8. The system of claim 7, wherein, The one or more processors are further configured to: Identify aircraft in flight that are associated with at least a portion of the filtered first data; Additional data associated with the aircraft in flight is obtained from the Automatic Dependent Surveillance Broadcast (ADS) data source; The additional data is compared with the integrity threshold; A notification of a data integrity event is generated based on the additional data satisfying the integrity threshold; as well as The notification is transmitted.
9. The system according to claim 7, wherein: The one or more processors are further configured to acquire the second data from the navigation system quality information, the second data source including a receiver autonomous integrity monitoring data source; as well as The navigation signal interference map information includes the remaining portion of the aggregated first data after the portion in the aggregated first data has been discarded.
10. The system of claim 1 or 2, wherein, The interference map is generated based on the navigation signal interference map information.
11. The system according to claim 10, wherein: The interference map includes multiple hexagonal regions; and At least one of the plurality of hexagonal regions indicates the amount of degradation of the navigation signal at each of one or more vertical height layers of the at least one hexagonal region.
12. The system of claim 1 or 2, wherein, The one or more processors are further configured to: Perform a pattern search on the navigation signal interference map information to identify the source of interference; and Generate interference source information indicating the location of the source of interference.

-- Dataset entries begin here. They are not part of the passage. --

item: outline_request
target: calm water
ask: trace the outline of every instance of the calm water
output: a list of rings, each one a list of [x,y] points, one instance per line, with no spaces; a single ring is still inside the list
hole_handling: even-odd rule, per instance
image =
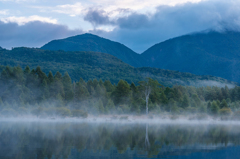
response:
[[[239,157],[239,125],[0,122],[0,159]]]

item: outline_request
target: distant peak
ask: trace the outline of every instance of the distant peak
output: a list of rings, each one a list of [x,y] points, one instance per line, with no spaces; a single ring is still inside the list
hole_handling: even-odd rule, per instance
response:
[[[80,35],[76,35],[76,36],[71,36],[66,39],[67,40],[77,40],[77,39],[85,39],[85,38],[101,38],[101,37],[91,34],[91,33],[85,33],[85,34],[80,34]]]
[[[91,34],[91,33],[85,33],[85,34],[77,35],[77,37],[80,37],[80,36],[82,36],[82,37],[99,37],[99,36],[97,36],[95,34]]]
[[[97,36],[97,35],[95,35],[95,34],[91,34],[91,33],[84,33],[84,34],[82,34],[82,35],[87,35],[87,36]]]

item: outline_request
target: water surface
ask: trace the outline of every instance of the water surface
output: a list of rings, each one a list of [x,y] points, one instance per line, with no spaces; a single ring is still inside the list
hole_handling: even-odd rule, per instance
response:
[[[1,159],[239,156],[238,124],[0,121]]]

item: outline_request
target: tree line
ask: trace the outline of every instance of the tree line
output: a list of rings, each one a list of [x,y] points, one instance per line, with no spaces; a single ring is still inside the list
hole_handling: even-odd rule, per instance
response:
[[[150,92],[146,90],[149,88],[146,83],[150,83]],[[84,81],[80,78],[73,82],[67,72],[53,75],[50,71],[46,75],[40,67],[31,70],[28,66],[25,69],[7,66],[0,76],[2,114],[31,110],[40,115],[45,109],[50,114],[58,110],[65,116],[78,116],[84,112],[141,114],[146,111],[146,99],[150,113],[230,115],[238,112],[240,87],[165,87],[151,78],[139,83],[120,80],[116,85],[101,79]]]

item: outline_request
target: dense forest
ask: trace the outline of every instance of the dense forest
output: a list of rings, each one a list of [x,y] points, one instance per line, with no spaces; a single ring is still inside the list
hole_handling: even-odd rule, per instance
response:
[[[0,49],[0,65],[20,66],[24,69],[27,65],[31,68],[40,66],[42,71],[48,74],[52,71],[55,74],[59,71],[61,74],[68,72],[73,81],[83,78],[110,80],[117,84],[120,79],[128,83],[138,83],[150,77],[158,80],[164,86],[173,85],[237,85],[238,83],[209,75],[194,75],[179,71],[164,70],[159,68],[132,67],[120,59],[98,52],[65,52],[48,51],[35,48],[13,48],[12,50]],[[4,67],[0,67],[0,69]]]
[[[138,83],[80,78],[72,82],[66,72],[46,75],[40,67],[7,66],[0,76],[1,115],[82,116],[141,114],[146,109],[146,86],[151,88],[151,114],[205,113],[238,117],[240,87],[165,87],[151,78]]]

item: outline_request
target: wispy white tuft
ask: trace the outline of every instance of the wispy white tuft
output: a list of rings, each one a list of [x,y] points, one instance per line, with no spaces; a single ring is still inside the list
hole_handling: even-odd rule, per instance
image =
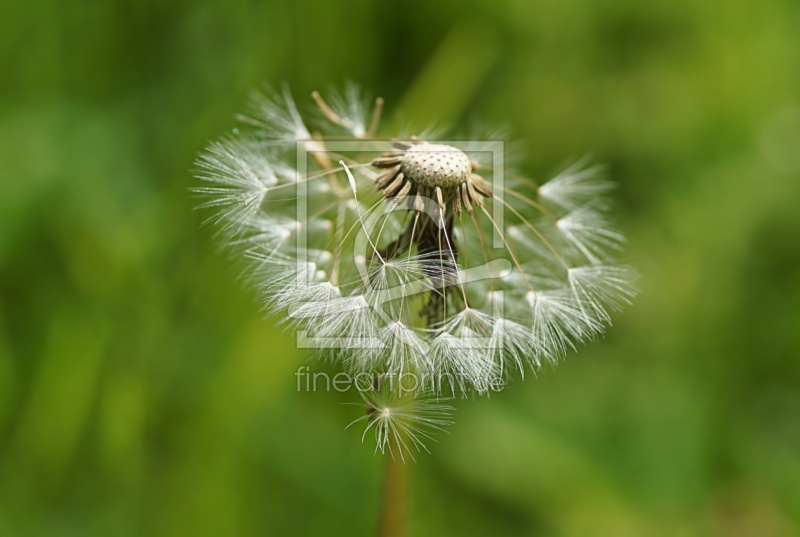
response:
[[[491,347],[494,317],[472,308],[461,310],[431,341],[431,357],[441,378],[437,385],[485,393],[497,378],[499,367]]]
[[[588,205],[561,217],[556,227],[593,265],[608,260],[609,250],[620,252],[625,243],[625,236],[601,212]]]
[[[355,351],[353,356],[358,356],[365,347],[369,338],[375,337],[380,326],[379,319],[367,302],[364,295],[346,296],[328,301],[324,316],[317,317],[318,322],[308,325],[309,332],[314,337],[336,339],[336,347],[342,353]],[[347,365],[351,371],[358,373],[361,364],[349,360]]]
[[[231,244],[255,248],[264,256],[274,255],[287,244],[298,226],[299,222],[288,216],[260,212],[243,224],[241,236],[233,238]]]
[[[256,94],[253,97],[251,114],[238,117],[241,121],[254,125],[258,135],[265,140],[294,143],[297,140],[311,139],[286,86],[281,93],[267,90],[266,94]]]
[[[517,370],[524,377],[526,364],[532,370],[540,365],[531,329],[517,322],[497,319],[492,327],[489,347],[494,352],[500,375]]]
[[[270,155],[252,140],[224,140],[208,146],[197,160],[197,177],[216,186],[193,189],[208,198],[201,208],[217,210],[211,221],[223,230],[241,228],[259,211],[278,183]]]
[[[569,270],[569,284],[581,311],[610,322],[608,309],[621,310],[636,295],[636,273],[625,266],[592,266]]]
[[[367,132],[368,99],[362,95],[361,87],[353,82],[345,83],[344,91],[331,91],[328,96],[331,109],[339,116],[341,126],[356,138]]]
[[[290,285],[272,296],[271,313],[289,309],[284,322],[302,326],[308,322],[324,321],[339,310],[342,292],[330,282],[313,285]]]
[[[298,263],[291,256],[259,248],[248,249],[245,255],[250,261],[248,280],[256,283],[269,304],[286,289],[314,283],[318,271],[314,262]]]
[[[589,201],[597,200],[614,188],[614,183],[603,179],[602,166],[586,167],[583,158],[539,187],[539,196],[567,210]]]
[[[529,292],[531,308],[531,340],[537,357],[556,361],[574,341],[584,341],[602,330],[602,325],[583,311],[565,291]]]
[[[429,357],[430,347],[417,333],[397,321],[390,321],[379,332],[378,337],[384,343],[374,356],[375,364],[365,369],[385,370],[394,378],[413,375],[415,386],[410,389],[425,391],[429,386],[425,380],[433,372],[433,364]],[[374,367],[377,366],[377,367]]]
[[[453,407],[430,396],[398,395],[398,390],[389,387],[388,380],[383,384],[377,389],[360,392],[367,413],[347,427],[366,422],[361,441],[372,431],[375,435],[375,451],[388,452],[403,461],[406,456],[414,460],[415,451],[429,453],[425,442],[435,442],[433,435],[452,425]]]

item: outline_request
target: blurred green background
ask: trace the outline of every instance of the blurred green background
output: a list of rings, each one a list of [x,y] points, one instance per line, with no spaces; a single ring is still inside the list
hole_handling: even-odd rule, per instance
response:
[[[297,393],[187,189],[248,95],[593,153],[641,295],[412,465],[413,535],[800,528],[794,0],[2,0],[0,535],[371,535],[355,394]]]

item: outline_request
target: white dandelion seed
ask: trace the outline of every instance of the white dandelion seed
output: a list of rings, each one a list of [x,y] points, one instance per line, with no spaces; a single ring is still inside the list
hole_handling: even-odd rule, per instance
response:
[[[636,295],[636,273],[626,266],[569,269],[569,284],[578,304],[597,319],[610,322],[607,308],[620,311]]]
[[[255,94],[250,113],[238,117],[255,126],[256,134],[272,143],[293,144],[297,140],[311,139],[287,86],[281,93],[268,89],[267,93]]]
[[[563,209],[574,209],[607,194],[614,183],[602,178],[602,166],[587,167],[588,162],[583,158],[543,184],[539,195]]]
[[[366,405],[366,415],[350,422],[347,427],[366,422],[363,442],[370,431],[375,436],[375,451],[392,457],[414,460],[414,451],[428,452],[425,443],[436,441],[434,435],[452,424],[453,407],[432,396],[398,394],[388,380],[381,386],[360,391]]]
[[[207,198],[201,208],[217,209],[211,222],[237,232],[250,223],[269,188],[278,183],[270,157],[249,139],[214,142],[200,155],[197,176],[215,186],[193,190]]]
[[[499,373],[503,375],[516,370],[524,378],[526,366],[535,371],[541,365],[530,328],[510,319],[495,321],[489,348],[494,350]]]
[[[389,321],[378,332],[378,337],[384,346],[369,358],[372,363],[358,364],[356,370],[378,370],[397,378],[413,373],[417,381],[430,375],[429,345],[410,327],[399,321]]]
[[[558,219],[556,227],[592,265],[602,264],[609,252],[621,252],[625,236],[614,229],[605,215],[583,205]]]
[[[361,88],[357,84],[347,82],[343,92],[334,89],[328,95],[327,102],[317,92],[312,96],[327,120],[323,127],[329,127],[333,123],[343,127],[355,138],[363,138],[367,134],[369,104],[362,97]]]

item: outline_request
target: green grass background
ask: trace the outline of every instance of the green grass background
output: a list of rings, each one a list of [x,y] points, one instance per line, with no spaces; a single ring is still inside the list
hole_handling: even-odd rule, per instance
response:
[[[295,391],[187,189],[262,83],[592,153],[641,295],[411,467],[413,535],[800,528],[795,0],[0,1],[0,535],[371,535],[355,394]]]

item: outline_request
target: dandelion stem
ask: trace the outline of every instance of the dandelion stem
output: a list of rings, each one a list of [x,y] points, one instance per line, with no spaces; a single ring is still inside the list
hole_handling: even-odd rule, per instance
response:
[[[399,439],[392,435],[389,442],[392,451],[386,457],[383,475],[378,536],[403,537],[406,534],[408,466],[401,456],[403,446],[399,443]]]

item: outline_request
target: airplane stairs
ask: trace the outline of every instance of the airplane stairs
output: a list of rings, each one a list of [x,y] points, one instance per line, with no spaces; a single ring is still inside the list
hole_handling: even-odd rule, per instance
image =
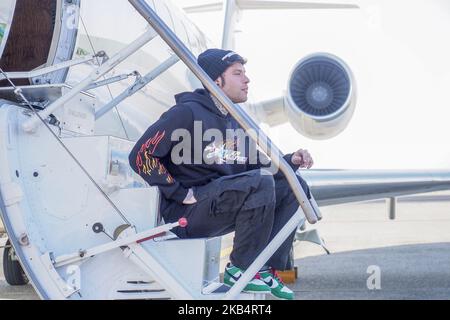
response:
[[[77,164],[45,126],[33,134],[20,130],[28,117],[18,105],[0,104],[0,211],[16,255],[43,299],[224,297],[221,239],[178,239],[159,222],[158,189],[128,165],[133,142],[50,126]],[[124,224],[132,227],[113,235]],[[127,242],[142,234],[151,239]]]

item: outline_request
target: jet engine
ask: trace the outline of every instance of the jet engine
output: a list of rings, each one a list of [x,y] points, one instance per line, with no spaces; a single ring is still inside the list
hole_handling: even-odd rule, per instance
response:
[[[292,126],[311,139],[329,139],[342,132],[356,105],[356,86],[350,68],[329,53],[300,60],[289,77],[284,97]]]

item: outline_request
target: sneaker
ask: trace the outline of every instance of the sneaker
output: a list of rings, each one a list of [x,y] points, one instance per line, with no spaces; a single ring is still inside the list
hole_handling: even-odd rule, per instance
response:
[[[294,300],[294,292],[286,287],[283,280],[278,276],[275,269],[270,268],[259,272],[261,279],[270,288],[274,297],[284,300]]]
[[[223,283],[227,286],[232,287],[242,276],[245,270],[241,270],[238,267],[227,264],[225,267],[225,272],[223,275]],[[247,284],[247,286],[242,290],[242,292],[247,293],[270,293],[271,289],[264,281],[262,281],[261,277],[257,273],[255,277]]]

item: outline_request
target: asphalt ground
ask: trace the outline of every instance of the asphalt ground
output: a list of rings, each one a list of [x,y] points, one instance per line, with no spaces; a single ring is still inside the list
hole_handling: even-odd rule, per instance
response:
[[[383,201],[323,207],[314,227],[331,255],[294,244],[296,299],[450,299],[450,192],[401,199],[393,221],[387,210]],[[224,238],[225,255],[231,243]],[[0,271],[0,299],[39,297],[31,285],[9,286]]]

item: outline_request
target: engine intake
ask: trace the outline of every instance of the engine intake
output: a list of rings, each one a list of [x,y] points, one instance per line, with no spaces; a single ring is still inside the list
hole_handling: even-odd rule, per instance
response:
[[[285,107],[291,124],[312,139],[329,139],[348,125],[356,105],[353,74],[329,53],[300,60],[289,77]]]

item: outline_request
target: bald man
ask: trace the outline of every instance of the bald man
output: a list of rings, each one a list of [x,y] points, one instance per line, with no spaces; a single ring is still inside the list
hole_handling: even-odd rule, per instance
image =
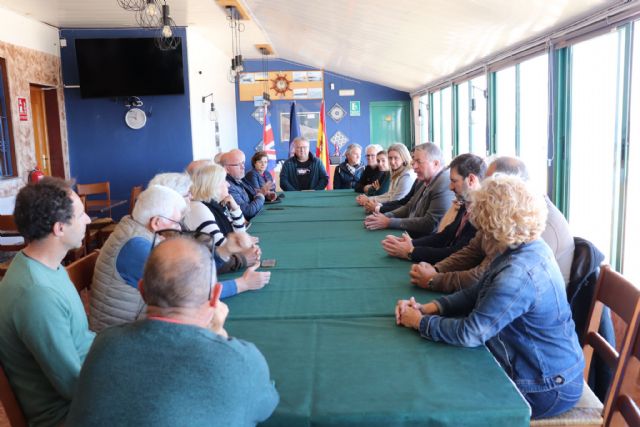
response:
[[[278,404],[251,343],[224,329],[228,307],[207,248],[178,237],[149,256],[145,320],[103,331],[83,366],[65,425],[255,426]],[[162,402],[155,405],[154,402]]]
[[[247,220],[258,215],[264,206],[265,195],[271,187],[254,189],[244,178],[244,153],[238,149],[225,153],[221,158],[222,166],[227,171],[229,194],[236,201]]]

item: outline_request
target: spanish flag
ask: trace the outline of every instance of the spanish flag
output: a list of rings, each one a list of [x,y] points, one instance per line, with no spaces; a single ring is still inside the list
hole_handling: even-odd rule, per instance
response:
[[[331,182],[331,169],[329,164],[329,147],[327,146],[326,124],[324,121],[324,99],[320,103],[320,123],[318,124],[318,141],[316,142],[316,157],[320,159],[320,161],[324,165],[324,169],[327,171],[327,175],[329,175],[330,177],[327,190],[331,190],[333,188],[333,183]]]

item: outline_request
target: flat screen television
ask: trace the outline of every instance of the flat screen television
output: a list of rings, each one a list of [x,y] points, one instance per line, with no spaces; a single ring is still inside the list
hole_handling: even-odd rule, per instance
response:
[[[153,38],[76,39],[83,98],[184,93],[182,43],[160,50]]]

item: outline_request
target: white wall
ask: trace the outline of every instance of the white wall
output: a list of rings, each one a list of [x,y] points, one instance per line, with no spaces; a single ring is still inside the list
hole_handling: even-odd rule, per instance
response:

13. The system according to claim 12, wherein, In order to perform the pattern search, the one or more processors are further configured to: For geographical regions: For each vertical height layer in the set of vertical height layers, the interference value associated with the vertical height layer is determined based on the navigation signal interference map information; Perform a comparison between the set of interference values and the interference pattern of the vertical height layer set; as well as The source of the interference is identified based on the results of the comparison.
14. A method for identifying navigation signal interference, the method comprising: Navigation system quality information is obtained from multiple data sources, including first data obtained from a first data source among the multiple data sources and second data obtained from a second data source among the multiple data sources; The first data is aggregated based on one or more parameters to generate aggregated first data; Based on the second data, one or more areas associated with low-quality navigation signals are identified; Based on the one or more regions, a portion of the aggregated first data is discarded to generate navigation signal interference map information; as well as The navigation signal interference map information is output.
15. A non-transitory computer-readable medium storing instructions executable by one or more processors to perform operations including: Navigation system quality information is obtained from multiple data sources, including first data obtained from a first data source among the multiple data sources and second data obtained from a second data source among the multiple data sources; The first data is aggregated based on one or more parameters to generate aggregated first data; Based on the second data, one or more areas associated with low-quality navigation signals are identified; Based on the one or more regions, a portion of the aggregated first data is discarded to generate navigation signal interference map information; as well as The navigation signal interference map information is output.